Прошло три десятка лет. На захваченной белыми территории никаких следов разрушений, никаких следов людей, которые на ней проживали, земля вырвана у черных и поделена между белыми фермерами. Черные силой согнаны в резервации, устроенные на самых скудных землях. Удаляться оттуда им разрешается лишь для того, чтобы работать на белых. Громадные земельные угодья в тысячи акров отданы белым, находятся в руках отдельных семейств, природа в их пределах нещадно уничтожается, там возникают шахты, предприятия горной промышленности. Почву разъедает эрозия, лес горит или выжигается преднамеренно.
На каждой такой «ферме» имеются компаунды для чернокожих, понуждаемых к работе налоговой системой. Работать те в состоянии, естественно, лишь слугами да на черных работах.
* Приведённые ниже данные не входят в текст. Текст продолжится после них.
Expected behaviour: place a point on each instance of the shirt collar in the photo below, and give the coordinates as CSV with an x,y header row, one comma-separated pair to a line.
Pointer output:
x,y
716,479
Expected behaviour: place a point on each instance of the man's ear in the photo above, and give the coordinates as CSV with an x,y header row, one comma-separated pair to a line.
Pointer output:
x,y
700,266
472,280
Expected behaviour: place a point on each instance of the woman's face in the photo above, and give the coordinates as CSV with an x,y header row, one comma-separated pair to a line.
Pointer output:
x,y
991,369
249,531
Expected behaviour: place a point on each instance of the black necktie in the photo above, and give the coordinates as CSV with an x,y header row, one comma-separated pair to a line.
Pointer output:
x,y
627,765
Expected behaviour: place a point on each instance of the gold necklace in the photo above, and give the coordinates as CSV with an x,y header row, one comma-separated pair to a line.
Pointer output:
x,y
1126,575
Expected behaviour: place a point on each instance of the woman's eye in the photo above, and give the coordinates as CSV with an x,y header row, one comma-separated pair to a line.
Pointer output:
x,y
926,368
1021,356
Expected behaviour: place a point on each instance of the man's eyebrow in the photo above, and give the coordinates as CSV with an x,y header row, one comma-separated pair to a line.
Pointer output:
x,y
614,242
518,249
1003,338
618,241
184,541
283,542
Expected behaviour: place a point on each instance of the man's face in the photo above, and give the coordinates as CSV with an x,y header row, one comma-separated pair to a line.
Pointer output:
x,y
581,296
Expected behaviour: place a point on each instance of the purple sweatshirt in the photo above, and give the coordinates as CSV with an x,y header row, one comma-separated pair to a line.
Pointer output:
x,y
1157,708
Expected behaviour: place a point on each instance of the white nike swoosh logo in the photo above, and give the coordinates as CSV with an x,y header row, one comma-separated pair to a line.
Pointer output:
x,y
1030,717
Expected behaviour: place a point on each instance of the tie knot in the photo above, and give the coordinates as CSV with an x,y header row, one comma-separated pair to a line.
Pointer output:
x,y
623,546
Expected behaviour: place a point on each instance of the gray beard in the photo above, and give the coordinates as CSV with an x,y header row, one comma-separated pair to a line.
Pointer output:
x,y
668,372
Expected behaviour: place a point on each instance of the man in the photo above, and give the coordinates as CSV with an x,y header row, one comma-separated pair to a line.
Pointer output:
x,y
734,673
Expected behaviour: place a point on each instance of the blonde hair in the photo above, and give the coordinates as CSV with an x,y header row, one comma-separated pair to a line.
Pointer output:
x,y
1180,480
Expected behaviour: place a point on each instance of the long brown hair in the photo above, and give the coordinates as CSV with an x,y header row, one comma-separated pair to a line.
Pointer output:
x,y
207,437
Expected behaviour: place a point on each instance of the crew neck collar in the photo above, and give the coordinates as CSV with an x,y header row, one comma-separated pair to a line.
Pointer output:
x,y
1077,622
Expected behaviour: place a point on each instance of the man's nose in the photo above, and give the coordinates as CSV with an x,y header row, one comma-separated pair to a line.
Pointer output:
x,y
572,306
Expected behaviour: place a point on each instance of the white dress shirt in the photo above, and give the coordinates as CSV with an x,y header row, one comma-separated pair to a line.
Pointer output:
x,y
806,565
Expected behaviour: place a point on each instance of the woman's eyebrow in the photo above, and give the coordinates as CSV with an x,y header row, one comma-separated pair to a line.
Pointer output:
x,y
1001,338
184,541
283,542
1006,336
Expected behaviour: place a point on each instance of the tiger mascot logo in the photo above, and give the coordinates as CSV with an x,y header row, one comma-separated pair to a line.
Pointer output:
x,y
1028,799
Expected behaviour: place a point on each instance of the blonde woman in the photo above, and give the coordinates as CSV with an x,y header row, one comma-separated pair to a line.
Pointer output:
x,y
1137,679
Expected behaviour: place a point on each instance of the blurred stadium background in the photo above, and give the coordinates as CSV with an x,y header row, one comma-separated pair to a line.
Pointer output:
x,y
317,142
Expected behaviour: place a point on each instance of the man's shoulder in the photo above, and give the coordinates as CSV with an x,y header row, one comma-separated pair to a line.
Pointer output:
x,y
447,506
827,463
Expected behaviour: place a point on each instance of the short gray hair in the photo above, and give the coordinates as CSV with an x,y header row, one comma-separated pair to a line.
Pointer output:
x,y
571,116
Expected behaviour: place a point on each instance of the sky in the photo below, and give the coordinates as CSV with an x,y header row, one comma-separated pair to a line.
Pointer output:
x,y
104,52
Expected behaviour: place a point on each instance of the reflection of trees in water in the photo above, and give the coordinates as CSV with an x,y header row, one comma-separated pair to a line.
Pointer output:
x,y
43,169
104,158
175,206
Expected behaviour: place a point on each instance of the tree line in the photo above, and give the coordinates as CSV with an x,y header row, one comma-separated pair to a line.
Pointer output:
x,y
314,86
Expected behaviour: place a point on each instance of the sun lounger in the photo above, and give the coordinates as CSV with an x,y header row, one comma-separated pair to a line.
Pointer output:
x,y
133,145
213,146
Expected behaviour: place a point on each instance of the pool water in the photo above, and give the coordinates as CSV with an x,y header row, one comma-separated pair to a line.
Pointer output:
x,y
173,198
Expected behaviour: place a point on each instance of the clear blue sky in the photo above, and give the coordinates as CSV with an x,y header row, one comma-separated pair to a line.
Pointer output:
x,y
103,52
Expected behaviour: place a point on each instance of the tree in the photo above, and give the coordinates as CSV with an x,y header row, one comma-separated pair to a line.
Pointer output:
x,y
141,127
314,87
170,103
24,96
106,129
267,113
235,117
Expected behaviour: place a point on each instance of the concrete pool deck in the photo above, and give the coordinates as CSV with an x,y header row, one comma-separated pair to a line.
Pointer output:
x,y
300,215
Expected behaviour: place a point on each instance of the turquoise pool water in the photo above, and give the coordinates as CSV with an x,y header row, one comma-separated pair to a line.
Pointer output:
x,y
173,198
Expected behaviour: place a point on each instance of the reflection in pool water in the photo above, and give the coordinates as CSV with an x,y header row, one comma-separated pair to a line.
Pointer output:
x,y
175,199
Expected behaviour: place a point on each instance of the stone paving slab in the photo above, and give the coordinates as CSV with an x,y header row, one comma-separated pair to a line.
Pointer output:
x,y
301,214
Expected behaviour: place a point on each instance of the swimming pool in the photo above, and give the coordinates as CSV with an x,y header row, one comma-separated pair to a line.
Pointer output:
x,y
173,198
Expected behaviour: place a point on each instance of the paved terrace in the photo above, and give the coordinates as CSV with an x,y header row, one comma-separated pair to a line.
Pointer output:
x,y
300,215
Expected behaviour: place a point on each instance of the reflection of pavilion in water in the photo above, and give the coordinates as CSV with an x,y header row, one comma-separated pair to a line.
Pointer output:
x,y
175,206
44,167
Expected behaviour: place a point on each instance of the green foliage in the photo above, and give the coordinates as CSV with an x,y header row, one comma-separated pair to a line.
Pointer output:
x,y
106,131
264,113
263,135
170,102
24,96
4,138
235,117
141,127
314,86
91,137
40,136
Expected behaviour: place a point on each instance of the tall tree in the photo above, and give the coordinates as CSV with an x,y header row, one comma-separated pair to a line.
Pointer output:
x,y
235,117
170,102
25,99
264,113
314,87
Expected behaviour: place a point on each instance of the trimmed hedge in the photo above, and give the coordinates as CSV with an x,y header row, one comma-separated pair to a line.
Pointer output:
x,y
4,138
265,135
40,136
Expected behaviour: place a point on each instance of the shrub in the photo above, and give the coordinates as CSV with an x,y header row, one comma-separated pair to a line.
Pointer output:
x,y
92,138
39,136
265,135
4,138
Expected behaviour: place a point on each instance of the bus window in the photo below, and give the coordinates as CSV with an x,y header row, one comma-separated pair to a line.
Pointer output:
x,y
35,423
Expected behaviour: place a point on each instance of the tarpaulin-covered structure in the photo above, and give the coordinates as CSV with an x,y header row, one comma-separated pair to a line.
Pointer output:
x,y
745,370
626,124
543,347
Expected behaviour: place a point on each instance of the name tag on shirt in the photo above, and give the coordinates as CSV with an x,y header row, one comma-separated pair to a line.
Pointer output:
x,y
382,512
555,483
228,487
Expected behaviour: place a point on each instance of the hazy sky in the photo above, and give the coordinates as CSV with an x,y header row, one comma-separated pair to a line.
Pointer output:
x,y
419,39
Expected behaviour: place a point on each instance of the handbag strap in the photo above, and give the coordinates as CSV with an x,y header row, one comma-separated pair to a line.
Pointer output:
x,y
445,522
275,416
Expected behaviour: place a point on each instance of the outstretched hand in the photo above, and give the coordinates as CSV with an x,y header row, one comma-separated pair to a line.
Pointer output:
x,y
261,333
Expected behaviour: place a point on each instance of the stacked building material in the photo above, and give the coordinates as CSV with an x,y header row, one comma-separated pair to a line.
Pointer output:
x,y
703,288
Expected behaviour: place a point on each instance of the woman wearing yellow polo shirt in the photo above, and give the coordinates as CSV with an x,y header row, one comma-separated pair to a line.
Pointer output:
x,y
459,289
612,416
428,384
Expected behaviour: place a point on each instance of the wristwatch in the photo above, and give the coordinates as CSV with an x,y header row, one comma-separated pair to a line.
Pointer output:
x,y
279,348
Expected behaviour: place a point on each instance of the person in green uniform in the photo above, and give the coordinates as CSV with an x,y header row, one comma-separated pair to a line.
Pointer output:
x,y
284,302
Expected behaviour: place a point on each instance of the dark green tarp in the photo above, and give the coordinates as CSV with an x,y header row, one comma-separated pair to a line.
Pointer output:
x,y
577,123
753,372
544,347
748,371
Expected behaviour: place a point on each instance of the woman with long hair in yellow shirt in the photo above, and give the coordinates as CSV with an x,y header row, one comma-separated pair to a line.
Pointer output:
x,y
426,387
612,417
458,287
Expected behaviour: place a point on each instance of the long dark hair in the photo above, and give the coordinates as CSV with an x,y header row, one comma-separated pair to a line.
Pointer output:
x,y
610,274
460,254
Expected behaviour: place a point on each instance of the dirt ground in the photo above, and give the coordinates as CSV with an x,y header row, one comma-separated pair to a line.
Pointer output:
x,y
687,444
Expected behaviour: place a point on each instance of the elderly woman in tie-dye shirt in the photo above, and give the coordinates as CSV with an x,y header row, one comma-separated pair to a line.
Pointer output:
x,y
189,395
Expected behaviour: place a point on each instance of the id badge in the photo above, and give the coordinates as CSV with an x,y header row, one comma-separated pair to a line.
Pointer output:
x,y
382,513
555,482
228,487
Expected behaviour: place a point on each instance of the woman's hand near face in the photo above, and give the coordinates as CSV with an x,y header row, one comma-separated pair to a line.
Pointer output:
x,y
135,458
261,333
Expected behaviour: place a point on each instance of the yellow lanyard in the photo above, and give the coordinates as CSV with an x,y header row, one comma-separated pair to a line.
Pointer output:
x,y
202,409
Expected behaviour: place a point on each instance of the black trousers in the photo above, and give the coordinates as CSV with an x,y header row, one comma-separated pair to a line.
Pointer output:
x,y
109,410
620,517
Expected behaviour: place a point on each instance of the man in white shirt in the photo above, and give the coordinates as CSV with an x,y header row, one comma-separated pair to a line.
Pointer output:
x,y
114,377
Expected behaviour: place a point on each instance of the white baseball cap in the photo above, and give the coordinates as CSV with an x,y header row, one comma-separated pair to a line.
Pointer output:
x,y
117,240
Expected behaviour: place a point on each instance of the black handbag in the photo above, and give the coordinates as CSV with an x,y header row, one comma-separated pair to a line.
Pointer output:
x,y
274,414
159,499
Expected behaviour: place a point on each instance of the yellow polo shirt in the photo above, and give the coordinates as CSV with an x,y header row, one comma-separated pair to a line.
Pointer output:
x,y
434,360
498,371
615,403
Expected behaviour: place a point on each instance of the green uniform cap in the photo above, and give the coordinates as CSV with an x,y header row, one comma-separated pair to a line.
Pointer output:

Люди, на кого они работают, не могут считаться типичными представителями общества, которое они покинули на родине. Встречаются среди них и такие, кого выгнали в дальние края бьющая ключом жажда деятельности, предприимчивость, таланты, которым тесно в консервативной закостенелой обстановке. Намного больше преступников, стремящихся ускользнуть от ока правосудия, избегающих наказания за совершенные преступления, а также преступников потенциальных, знающих, что в диких колониях им будет вольготнее, легче проявить свои преступные наклонности. Есть и глупцы, неудачники, которых выдавила с родины конкурентная борьба. Все эти люди, добрые и дурные, хорошие и плохие, здесь весят гораздо больше, чем на родине, некоторые наживают крупные капиталы.
Предлагаю вашему вниманию характерный эпизод с участием интересующих нас личностей.
Место действия — ферма белого владельца, компаунд черных рабочих на этой ферме. Беспорядочное скопление кособоких, с протекающими кровлями хижин из глины с соломой — жалкая копия деревень, в которых эти люди жили раньше, до вторжения колонизаторов.
В центре компаунда полыхает большой костер, как и принято в деревнях, но горят и костры поменьше, и не только для приготовления пищи. Здесь живут люди из нескольких племен, говорят на дюжине языков. Компаунд лишь по форме напоминает деревню, он не объединяет живущих здесь людей. Племена держатся раздельно, иногда враждуют. Вокруг одного из костров поменьше собрались молодые люди, слушают старика, который до нашествия белых был вождем. Один из молодых людей сопровождает речь старика редкими несильными ударами в барабан. Барабанный бой доносится и от других костров. Из зарослей вокруг компаунда слышится жужжание насекомых, иногда крики животных. Но животные умирают, убегают, истребляются; становится меньше и птиц. Природа гибнет.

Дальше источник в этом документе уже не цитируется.